One of the insights Jonathan Haidt provides is his story about asking groups of parents two questions?

  1. At what age were you allowed to go off alone unsupervised as a child?
  2. At what age did you let your children go off unsupervised?

The parents would generally say 5-7 for themselves, for 10-12 for their children. Kids today are overprotected, and smartphones let them retreat from the world even further. Which makes me ask: Am I retreating from the world when I use my smartphone or computer? Has the iPhone become like a helicopter parent that keeps me tied to its apron strings?

That’s a hard question to answer. Isn’t retiring a kind of retreat from the world? Doesn’t getting old make us pull back too? My sister offered a funny observation about life years ago, “We start off life in a bed in a room by ourselves with someone taking care of us, and we end up in bed in a room by ourselves with someone taking care of us.” Isn’t screen addiction only hurrying us towards that end? And will we die with our smartphones clutched tightly in our gnarled old fingers?

Is reading a hardback book any less real than reading the same book on my iPhone screen, or listening to it with earbuds and an iPhone? With the earbuds I can walk, work in the yard, or wash dishes while reading. Is reading The Atlantic from a printed magazine a superior experience than reading it on my iPhone with Apple News+?

Is looking at funny videos less of a life experience than playing with my cat or walking in the botanic gardens?

Haidt ends up advising parents to only allow children under sixteen to own a flip phone. He would prefer kids wait even longer to get a smartphone till they complete normal adolescent development, but he doesn’t think that will happen. I don’t think kids will ever go back to flip phones. The other day I noticed that one of the apps I had was recommended for age 4+ the App Store.

Are retired folks missing any kind of elder years of psychological development because we use smartphones? As a bookworm with a lifelong addiction to television and recorded music, how can I even know what a normal life would be like? I’m obviously not a hunter and gatherer human, or an agrarian human, or even a human adapted to industrialization. Is white collar work the new natural? Didn’t we live in nature too long ago for it to be natural anymore?

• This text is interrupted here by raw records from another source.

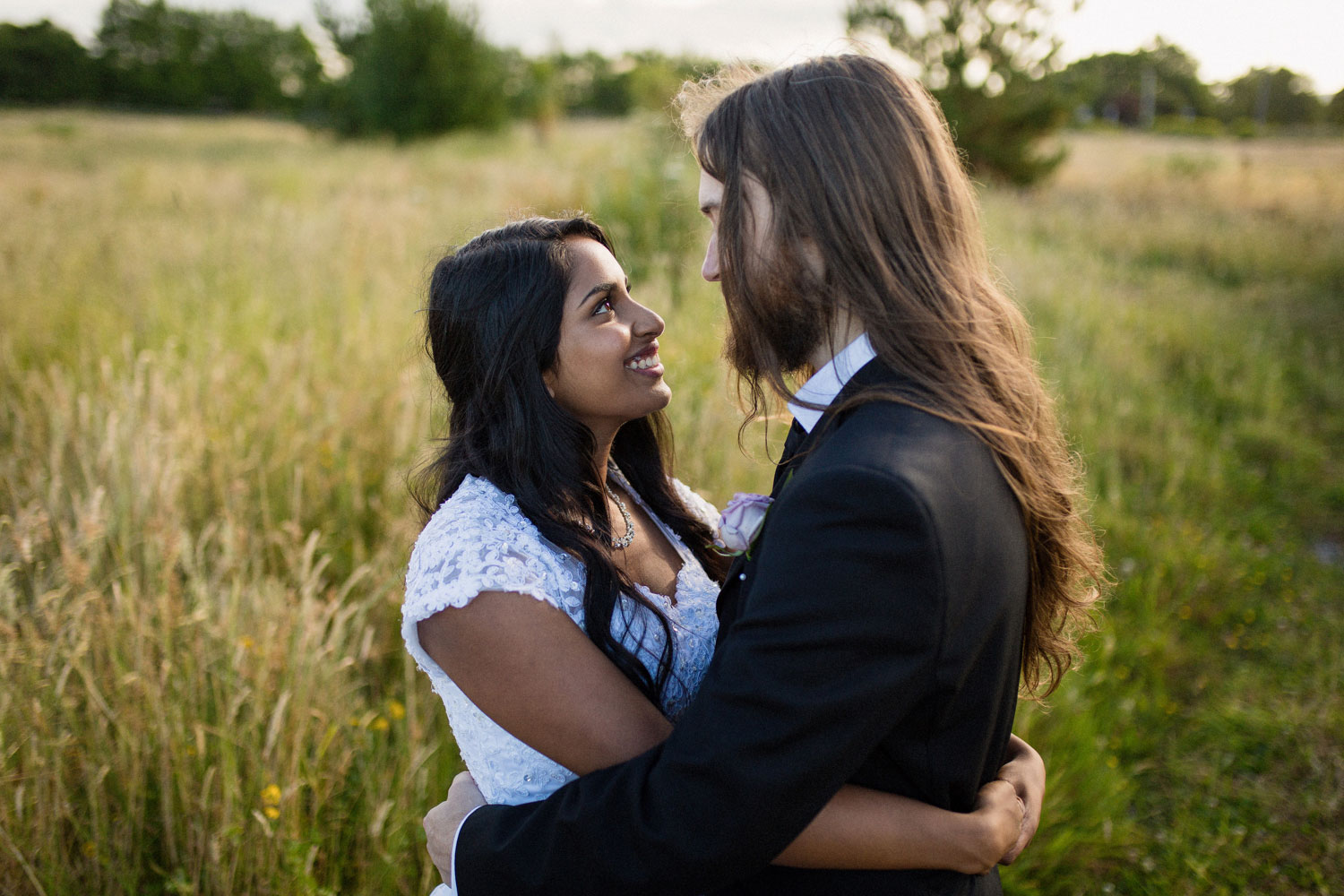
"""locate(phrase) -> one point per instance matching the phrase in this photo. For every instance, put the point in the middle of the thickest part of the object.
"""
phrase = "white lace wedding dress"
(478, 540)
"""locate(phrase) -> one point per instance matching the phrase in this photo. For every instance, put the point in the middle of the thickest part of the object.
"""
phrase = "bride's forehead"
(591, 261)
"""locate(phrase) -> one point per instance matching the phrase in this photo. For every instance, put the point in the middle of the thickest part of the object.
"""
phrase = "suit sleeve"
(836, 642)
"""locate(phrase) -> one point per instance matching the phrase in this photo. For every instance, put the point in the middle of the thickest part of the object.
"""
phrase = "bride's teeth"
(642, 363)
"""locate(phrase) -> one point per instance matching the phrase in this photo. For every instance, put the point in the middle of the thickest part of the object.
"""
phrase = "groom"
(874, 632)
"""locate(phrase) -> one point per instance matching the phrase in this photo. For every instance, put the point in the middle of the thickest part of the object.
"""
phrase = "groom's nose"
(710, 269)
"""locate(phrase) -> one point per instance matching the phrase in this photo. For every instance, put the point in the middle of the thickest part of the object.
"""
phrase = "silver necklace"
(624, 541)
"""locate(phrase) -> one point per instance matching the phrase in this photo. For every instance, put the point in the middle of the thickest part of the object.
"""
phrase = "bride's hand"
(1026, 771)
(443, 821)
(999, 814)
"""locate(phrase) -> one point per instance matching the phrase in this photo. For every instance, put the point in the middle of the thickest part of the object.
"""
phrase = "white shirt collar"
(827, 383)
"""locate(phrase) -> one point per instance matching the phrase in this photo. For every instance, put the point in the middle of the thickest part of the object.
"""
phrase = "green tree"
(43, 65)
(1110, 85)
(980, 59)
(418, 67)
(160, 56)
(1335, 110)
(1273, 97)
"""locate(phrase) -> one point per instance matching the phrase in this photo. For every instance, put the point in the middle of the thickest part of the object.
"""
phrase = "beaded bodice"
(478, 540)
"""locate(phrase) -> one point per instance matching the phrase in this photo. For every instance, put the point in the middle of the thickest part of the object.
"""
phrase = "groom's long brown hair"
(865, 179)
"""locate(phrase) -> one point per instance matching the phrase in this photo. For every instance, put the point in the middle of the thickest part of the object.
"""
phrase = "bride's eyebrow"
(596, 290)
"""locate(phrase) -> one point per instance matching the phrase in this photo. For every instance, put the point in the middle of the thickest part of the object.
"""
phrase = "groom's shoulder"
(890, 435)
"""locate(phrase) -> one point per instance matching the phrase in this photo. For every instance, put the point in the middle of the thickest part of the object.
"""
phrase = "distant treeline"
(413, 67)
(1159, 88)
(406, 67)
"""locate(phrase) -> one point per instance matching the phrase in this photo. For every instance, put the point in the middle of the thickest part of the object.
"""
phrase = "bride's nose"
(648, 324)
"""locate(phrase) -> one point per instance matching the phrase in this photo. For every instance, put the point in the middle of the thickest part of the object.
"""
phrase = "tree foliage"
(980, 59)
(417, 67)
(42, 65)
(1335, 110)
(1110, 85)
(167, 56)
(1273, 97)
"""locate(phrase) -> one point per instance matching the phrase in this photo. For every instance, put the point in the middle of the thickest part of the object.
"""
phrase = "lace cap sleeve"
(701, 508)
(476, 541)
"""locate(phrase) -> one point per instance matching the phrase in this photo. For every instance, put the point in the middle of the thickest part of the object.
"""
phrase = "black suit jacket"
(874, 637)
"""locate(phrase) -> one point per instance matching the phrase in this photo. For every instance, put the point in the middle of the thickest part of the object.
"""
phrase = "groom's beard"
(776, 319)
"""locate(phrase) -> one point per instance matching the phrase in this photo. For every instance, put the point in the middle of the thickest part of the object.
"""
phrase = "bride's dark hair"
(492, 327)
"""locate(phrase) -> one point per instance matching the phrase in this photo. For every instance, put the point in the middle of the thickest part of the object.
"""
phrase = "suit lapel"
(797, 446)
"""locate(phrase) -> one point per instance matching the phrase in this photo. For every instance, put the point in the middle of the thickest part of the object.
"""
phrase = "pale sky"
(1225, 37)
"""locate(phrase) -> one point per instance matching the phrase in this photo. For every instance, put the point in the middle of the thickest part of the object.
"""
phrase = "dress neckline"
(682, 551)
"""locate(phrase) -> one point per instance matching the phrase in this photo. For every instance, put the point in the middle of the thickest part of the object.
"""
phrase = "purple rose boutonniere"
(741, 521)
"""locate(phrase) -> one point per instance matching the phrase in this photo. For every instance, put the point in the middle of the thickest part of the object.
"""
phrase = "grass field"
(211, 394)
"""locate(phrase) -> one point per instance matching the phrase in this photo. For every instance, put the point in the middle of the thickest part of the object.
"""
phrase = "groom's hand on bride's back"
(443, 821)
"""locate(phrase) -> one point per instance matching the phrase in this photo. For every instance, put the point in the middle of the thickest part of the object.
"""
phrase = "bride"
(562, 595)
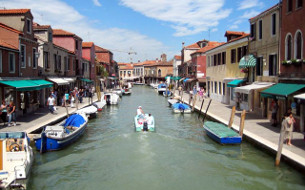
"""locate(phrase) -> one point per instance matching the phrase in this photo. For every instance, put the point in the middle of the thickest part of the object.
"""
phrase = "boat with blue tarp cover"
(221, 133)
(56, 137)
(181, 108)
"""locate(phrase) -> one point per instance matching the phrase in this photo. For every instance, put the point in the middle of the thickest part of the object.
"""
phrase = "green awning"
(22, 85)
(247, 61)
(281, 90)
(86, 80)
(235, 83)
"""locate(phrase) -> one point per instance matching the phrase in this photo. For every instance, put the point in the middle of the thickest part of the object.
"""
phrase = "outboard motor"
(145, 127)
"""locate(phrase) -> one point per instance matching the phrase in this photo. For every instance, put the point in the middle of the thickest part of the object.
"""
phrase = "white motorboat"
(111, 98)
(17, 158)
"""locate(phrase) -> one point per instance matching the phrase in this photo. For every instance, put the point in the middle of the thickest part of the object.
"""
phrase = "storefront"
(284, 94)
(250, 96)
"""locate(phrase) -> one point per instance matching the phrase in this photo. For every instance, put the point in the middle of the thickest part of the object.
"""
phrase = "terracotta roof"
(9, 28)
(13, 11)
(7, 45)
(177, 57)
(87, 44)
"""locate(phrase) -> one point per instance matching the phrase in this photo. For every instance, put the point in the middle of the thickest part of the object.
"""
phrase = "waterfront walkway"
(41, 117)
(257, 128)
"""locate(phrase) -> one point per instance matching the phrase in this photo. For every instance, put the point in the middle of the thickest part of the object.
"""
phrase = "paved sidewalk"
(42, 117)
(256, 128)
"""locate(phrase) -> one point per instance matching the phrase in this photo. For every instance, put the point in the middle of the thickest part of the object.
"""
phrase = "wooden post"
(242, 123)
(280, 147)
(232, 117)
(200, 108)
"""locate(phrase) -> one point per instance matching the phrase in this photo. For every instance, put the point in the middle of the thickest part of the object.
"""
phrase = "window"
(233, 55)
(253, 32)
(46, 60)
(11, 60)
(298, 45)
(0, 61)
(273, 23)
(23, 56)
(259, 66)
(28, 26)
(288, 47)
(299, 3)
(272, 65)
(223, 58)
(289, 6)
(260, 29)
(35, 56)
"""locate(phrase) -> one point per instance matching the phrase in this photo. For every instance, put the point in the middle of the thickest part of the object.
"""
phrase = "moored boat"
(221, 133)
(17, 158)
(181, 108)
(56, 137)
(144, 122)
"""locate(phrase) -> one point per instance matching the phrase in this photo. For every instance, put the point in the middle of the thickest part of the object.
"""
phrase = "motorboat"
(17, 159)
(181, 108)
(161, 88)
(56, 137)
(90, 111)
(144, 123)
(167, 93)
(111, 98)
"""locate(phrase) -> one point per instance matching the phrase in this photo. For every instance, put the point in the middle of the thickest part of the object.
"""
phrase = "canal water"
(179, 155)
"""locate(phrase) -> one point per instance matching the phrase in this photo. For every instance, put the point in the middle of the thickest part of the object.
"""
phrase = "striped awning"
(247, 61)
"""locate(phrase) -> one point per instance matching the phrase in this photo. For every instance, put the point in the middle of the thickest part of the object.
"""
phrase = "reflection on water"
(179, 155)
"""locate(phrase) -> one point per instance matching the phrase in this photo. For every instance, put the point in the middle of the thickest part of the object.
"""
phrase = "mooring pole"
(207, 110)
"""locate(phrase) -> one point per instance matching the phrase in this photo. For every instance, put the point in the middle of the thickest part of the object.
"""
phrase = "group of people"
(8, 113)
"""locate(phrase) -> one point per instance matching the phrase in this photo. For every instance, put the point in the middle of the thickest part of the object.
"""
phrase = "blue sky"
(147, 27)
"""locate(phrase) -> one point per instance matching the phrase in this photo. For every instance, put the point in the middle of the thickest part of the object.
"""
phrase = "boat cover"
(220, 129)
(74, 120)
(180, 106)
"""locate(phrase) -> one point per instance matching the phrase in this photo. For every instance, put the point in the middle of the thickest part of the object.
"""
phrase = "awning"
(22, 85)
(86, 80)
(281, 90)
(58, 81)
(254, 86)
(235, 83)
(300, 96)
(247, 61)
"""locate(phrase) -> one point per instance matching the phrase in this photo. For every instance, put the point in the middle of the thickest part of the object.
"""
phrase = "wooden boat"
(17, 158)
(181, 108)
(221, 133)
(56, 137)
(141, 123)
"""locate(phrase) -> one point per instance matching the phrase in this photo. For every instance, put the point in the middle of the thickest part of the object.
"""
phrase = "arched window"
(298, 45)
(288, 47)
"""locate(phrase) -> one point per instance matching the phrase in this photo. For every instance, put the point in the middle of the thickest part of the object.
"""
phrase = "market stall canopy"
(247, 61)
(254, 86)
(281, 90)
(27, 85)
(235, 83)
(58, 81)
(300, 96)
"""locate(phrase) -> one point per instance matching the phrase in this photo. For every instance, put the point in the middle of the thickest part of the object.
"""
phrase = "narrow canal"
(111, 155)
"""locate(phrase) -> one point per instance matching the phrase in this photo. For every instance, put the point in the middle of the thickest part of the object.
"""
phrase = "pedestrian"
(274, 109)
(11, 108)
(51, 103)
(3, 112)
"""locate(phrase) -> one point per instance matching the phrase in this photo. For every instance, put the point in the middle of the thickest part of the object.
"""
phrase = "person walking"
(11, 108)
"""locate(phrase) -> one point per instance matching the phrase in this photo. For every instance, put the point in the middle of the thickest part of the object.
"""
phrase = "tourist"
(11, 108)
(3, 111)
(51, 103)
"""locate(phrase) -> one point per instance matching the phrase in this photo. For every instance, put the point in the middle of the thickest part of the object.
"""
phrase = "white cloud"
(247, 4)
(187, 17)
(97, 3)
(59, 14)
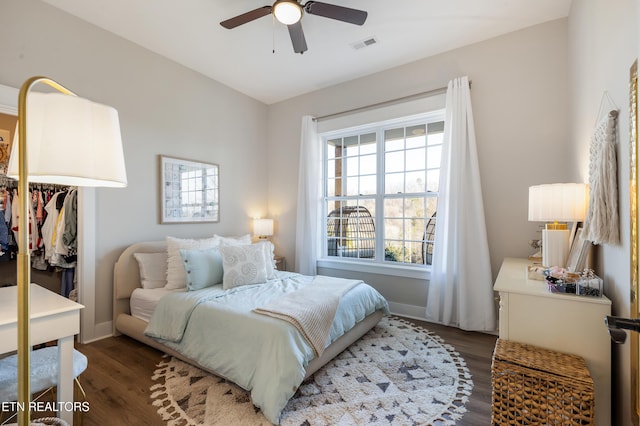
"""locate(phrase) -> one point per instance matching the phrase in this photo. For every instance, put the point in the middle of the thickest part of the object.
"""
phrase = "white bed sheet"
(144, 300)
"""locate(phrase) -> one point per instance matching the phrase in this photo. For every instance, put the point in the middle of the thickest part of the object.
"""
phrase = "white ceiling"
(188, 32)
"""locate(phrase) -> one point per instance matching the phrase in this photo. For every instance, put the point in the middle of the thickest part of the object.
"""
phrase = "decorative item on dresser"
(263, 228)
(565, 323)
(558, 202)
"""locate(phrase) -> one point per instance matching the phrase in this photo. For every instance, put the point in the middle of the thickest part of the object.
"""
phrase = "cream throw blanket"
(311, 310)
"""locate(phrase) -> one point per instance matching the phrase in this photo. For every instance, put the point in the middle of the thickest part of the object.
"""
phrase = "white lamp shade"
(562, 202)
(288, 12)
(71, 141)
(263, 227)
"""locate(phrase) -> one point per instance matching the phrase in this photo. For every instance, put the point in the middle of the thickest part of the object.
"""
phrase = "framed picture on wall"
(189, 191)
(578, 253)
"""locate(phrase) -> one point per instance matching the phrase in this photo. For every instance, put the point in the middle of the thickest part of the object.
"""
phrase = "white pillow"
(153, 269)
(233, 241)
(203, 267)
(243, 265)
(176, 276)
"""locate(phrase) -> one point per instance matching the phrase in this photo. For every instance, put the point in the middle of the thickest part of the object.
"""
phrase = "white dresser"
(529, 313)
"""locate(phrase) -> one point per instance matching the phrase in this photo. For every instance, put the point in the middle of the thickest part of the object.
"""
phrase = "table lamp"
(61, 139)
(263, 228)
(557, 204)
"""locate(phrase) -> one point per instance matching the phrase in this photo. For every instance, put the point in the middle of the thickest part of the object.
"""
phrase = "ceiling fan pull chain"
(273, 34)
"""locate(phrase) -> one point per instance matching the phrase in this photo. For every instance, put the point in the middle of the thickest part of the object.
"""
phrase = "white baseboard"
(409, 311)
(100, 331)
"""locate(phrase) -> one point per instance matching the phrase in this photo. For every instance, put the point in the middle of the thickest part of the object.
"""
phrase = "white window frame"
(378, 266)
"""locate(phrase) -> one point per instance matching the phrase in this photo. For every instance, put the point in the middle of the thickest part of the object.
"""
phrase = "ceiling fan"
(289, 12)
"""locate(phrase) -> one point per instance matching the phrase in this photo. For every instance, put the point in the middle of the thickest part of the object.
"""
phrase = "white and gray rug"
(397, 374)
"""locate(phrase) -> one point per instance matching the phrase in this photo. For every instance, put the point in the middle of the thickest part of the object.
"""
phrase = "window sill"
(415, 272)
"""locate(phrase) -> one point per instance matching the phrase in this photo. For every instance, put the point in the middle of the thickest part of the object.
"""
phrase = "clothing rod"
(419, 95)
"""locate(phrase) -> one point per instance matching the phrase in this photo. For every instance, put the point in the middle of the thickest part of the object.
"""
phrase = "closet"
(53, 242)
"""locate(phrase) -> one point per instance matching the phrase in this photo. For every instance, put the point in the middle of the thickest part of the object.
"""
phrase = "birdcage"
(351, 232)
(428, 240)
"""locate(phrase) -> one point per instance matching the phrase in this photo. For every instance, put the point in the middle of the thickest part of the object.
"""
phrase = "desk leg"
(65, 378)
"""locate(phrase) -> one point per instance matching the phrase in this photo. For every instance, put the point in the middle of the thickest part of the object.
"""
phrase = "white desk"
(567, 323)
(53, 317)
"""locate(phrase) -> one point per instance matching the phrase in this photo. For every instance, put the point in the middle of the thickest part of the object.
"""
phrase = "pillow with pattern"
(243, 265)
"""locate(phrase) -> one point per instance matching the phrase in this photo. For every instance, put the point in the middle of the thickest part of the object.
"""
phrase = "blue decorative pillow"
(203, 267)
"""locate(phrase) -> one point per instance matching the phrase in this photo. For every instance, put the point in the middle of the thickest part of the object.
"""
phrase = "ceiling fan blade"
(340, 13)
(246, 17)
(297, 37)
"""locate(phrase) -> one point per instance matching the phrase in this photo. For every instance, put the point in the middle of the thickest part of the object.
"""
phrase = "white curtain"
(460, 289)
(309, 196)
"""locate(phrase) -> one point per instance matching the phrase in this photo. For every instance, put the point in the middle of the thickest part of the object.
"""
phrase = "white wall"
(520, 104)
(164, 109)
(603, 43)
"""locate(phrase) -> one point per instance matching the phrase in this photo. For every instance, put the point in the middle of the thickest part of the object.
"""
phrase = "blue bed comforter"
(264, 355)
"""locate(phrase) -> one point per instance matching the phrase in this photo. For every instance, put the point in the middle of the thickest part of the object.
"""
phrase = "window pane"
(394, 183)
(415, 182)
(393, 251)
(416, 141)
(394, 162)
(433, 179)
(413, 252)
(333, 187)
(368, 185)
(331, 169)
(415, 229)
(368, 164)
(352, 166)
(414, 207)
(368, 139)
(350, 232)
(393, 229)
(434, 156)
(415, 159)
(352, 186)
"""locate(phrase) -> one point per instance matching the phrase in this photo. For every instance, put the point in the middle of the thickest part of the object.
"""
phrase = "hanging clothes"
(49, 224)
(601, 225)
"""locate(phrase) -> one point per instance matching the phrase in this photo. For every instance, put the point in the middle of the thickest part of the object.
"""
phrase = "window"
(381, 190)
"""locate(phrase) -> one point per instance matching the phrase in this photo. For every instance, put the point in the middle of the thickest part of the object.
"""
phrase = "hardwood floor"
(118, 378)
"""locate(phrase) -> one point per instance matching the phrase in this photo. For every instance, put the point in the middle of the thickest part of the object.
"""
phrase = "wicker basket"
(535, 386)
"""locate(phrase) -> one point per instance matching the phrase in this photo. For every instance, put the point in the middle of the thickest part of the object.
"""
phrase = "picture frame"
(578, 253)
(189, 191)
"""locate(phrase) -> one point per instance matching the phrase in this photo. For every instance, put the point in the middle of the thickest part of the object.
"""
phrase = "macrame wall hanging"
(601, 225)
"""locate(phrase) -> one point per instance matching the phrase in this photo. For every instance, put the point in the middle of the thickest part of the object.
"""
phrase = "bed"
(271, 397)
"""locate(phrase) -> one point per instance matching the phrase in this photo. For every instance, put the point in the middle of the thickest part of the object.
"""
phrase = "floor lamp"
(61, 139)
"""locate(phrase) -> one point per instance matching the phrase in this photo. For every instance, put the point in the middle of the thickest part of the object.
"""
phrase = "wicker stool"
(535, 386)
(44, 378)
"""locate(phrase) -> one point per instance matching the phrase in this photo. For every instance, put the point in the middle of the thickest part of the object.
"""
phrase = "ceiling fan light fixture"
(287, 12)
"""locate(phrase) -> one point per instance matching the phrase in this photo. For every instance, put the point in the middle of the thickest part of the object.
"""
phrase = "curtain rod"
(419, 95)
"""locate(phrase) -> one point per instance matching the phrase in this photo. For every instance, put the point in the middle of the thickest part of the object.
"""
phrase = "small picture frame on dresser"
(578, 253)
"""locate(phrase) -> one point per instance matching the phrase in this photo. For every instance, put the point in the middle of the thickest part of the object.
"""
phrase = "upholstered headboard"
(126, 274)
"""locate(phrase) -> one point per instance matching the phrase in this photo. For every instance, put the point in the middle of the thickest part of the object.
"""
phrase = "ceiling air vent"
(370, 41)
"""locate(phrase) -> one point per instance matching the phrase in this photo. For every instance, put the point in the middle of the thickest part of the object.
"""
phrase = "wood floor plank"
(118, 378)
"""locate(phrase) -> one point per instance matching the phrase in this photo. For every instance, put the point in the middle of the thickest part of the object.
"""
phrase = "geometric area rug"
(396, 374)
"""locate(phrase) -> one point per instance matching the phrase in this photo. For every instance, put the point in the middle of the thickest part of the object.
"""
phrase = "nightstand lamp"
(263, 228)
(557, 204)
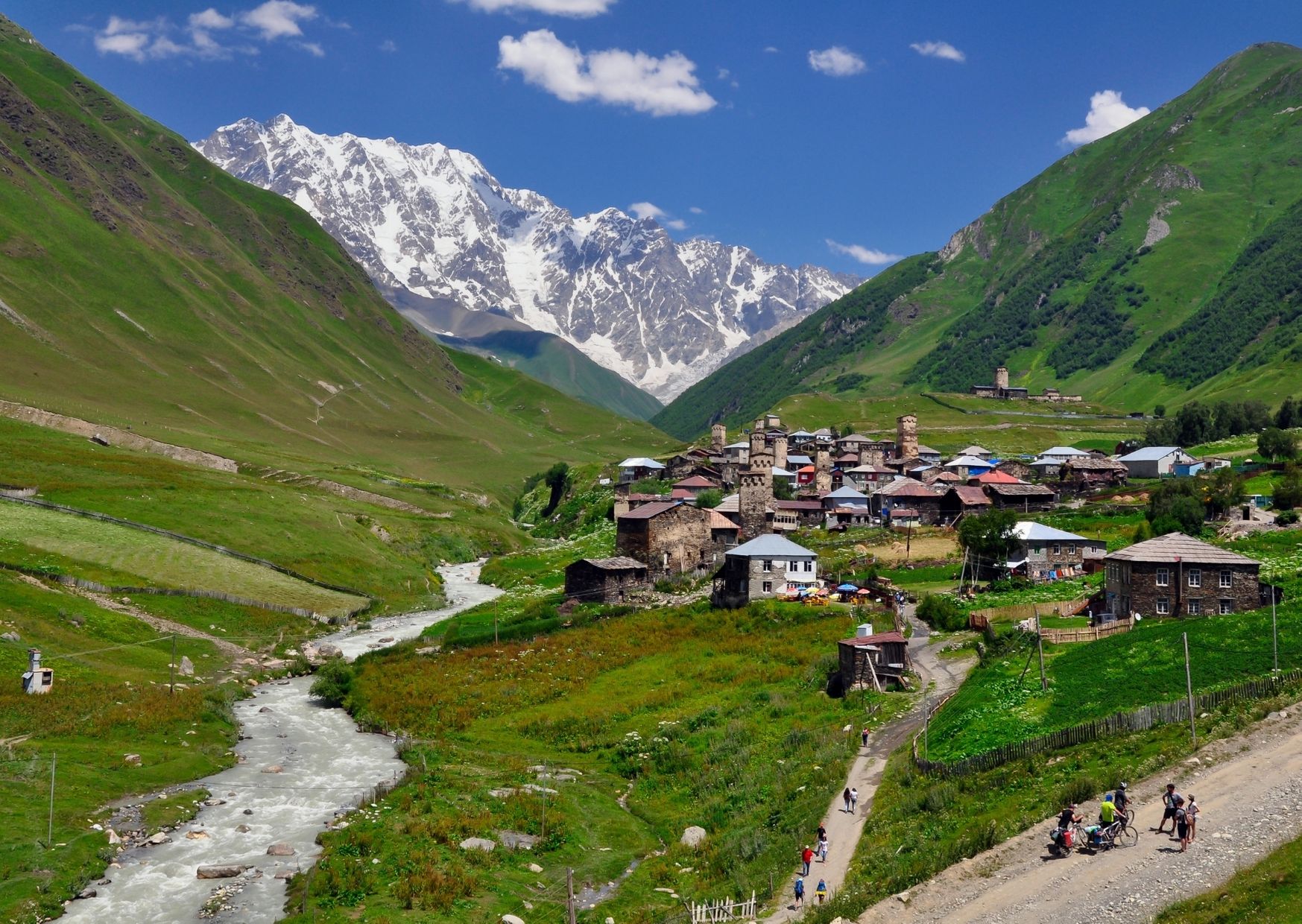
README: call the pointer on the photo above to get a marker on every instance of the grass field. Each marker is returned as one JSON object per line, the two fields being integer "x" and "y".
{"x": 110, "y": 697}
{"x": 163, "y": 561}
{"x": 1268, "y": 892}
{"x": 715, "y": 718}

Aren’t we quickly adapting to a new hivemind way of living? Are the warnings pundits give about smartphones just identifying the side effects of evolving into a new human social structure? Is cyberization the new phase of humanity?

There were people who protested industrialization, but we didn’t reject it. Should we have? Now that there are people rejecting the hivemind, should we reject it too? Or jump in faster?

For days now I’ve been restless without my apps. I have been more active. I seeded my front lawn with mini clover and have been watering and watching it come in. I contracted to have our old bathtub replaced with a shower so it will be safer for Susan. I’ve been working with a bookseller to sell my old science fiction magazines. And I’ve been trying to walk more. However, I’ve yet to do the things I hoped to do when I decided to give up my apps.

It’s hard to tell the cause of doing less later in life. Is it aging? Is it endless distractions? Is it losing the discipline of work after retiring? Before giving up all my apps, I would recline in my La-Z-Boy and play on my iPhone regretting I wasn’t doing anything constructive. Now I sit in my La-Z-Boy doing nothing and wonder why I’m not doing anything constructive. I guess it’s taken a long time to get this lazy, so it might take just as long to overcome that laziness.